Following a sixteen-year career as a professional footballer he has now become an executive for many sporting teams specialising in stadium development and management. His executive career in football began at Colne Dynamoes F.C. in the late 1980s. Since then he has been Chief Executive at Huddersfield Town where, over a six-year period, he masterminded the Alfred McAlpine Stadium, voted the RIBA 'Building of the Year 'in 1995.

In 1996, he then returned to his old club Bolton Wanderers F.C. as Chief Executive at the new £40 million Reebok Stadium, the BCI Building of the Year in 1998. In 1999, after two years at the Reebok, he was invited by the FA to become Commercial Director of the new £500 million Wembley National Stadium. After eighteen months, as costs escalated, he walked away from the project commenting that he 'needed to spend more time with his wife and family in the Lancashire sunshine'.

==Arena construction==
Within weeks he took up the position as Chief Executive of Arena Coventry Limited to head-up the construction and delivery of the proposed £64 million Ricoh Arena in Coventry, which is destined to become one of the country's largest sports and leisure venues. This includes a 32,000-seat stadium for Coventry City, the largest casino in the UK, two hotels, an exhibition centre, health and fitness club and a wide range of community facilities.

==Club director==
On 1 January 2006 he was invited to join the Board of Coventry City Football Club as managing director. In October 2007, following a 9-month period of negotiations with various parties, Paul resigned in protest of the stadium's owners, Arena Coventry Limited, for their refusal to accept a purchase proposal from an American consortium for both the Ricoh Arena and Coventry City FC.
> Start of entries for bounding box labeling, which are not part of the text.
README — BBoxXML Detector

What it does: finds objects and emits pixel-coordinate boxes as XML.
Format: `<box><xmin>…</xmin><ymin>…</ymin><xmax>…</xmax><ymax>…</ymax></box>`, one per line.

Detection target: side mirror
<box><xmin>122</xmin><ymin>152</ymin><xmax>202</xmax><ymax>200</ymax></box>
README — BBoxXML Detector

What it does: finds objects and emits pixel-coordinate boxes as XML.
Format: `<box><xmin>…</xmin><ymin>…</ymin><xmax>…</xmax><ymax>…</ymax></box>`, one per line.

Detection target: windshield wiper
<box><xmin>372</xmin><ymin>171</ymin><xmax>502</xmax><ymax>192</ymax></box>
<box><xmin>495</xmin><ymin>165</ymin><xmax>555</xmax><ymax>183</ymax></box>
Two months later he was invited to take up a position as Chief Executive at Burnley Football Club. In May 2009 whilst under Paul's stewardship as CEO, Burnley was promoted into the Barclays Premier League for the first time in 34 years. In late 2011 he resigned this position to take up a new role as managing director (and co-founder, with Burnley Director Brendan Flood) of UCFB (University & College of Football Business) located at Turf Moor Stadium. In 2011 UCFB won a FA Football Award for "Most innovative use of a football stadium on non-matchdays". In February 2013 UCFB announced its second campus in partnership with Wembley Stadium. In 2014 UCFB relocated from Turf Moor Burnley to The Etihad Stadium Manchester. Both campuses now (in February 2018) have attracted about 2,000 students (combined).

He lives with his wife and family in the Rossendale Valley in the heart of Lancashire close to Turf Moor, Burnley and is an active member of the George Formby Society.

==Awards==
In the 2007 New Year Honours, Fletcher was appointed Member of the Order of the British Empire (MBE) "for services to sport and to charity."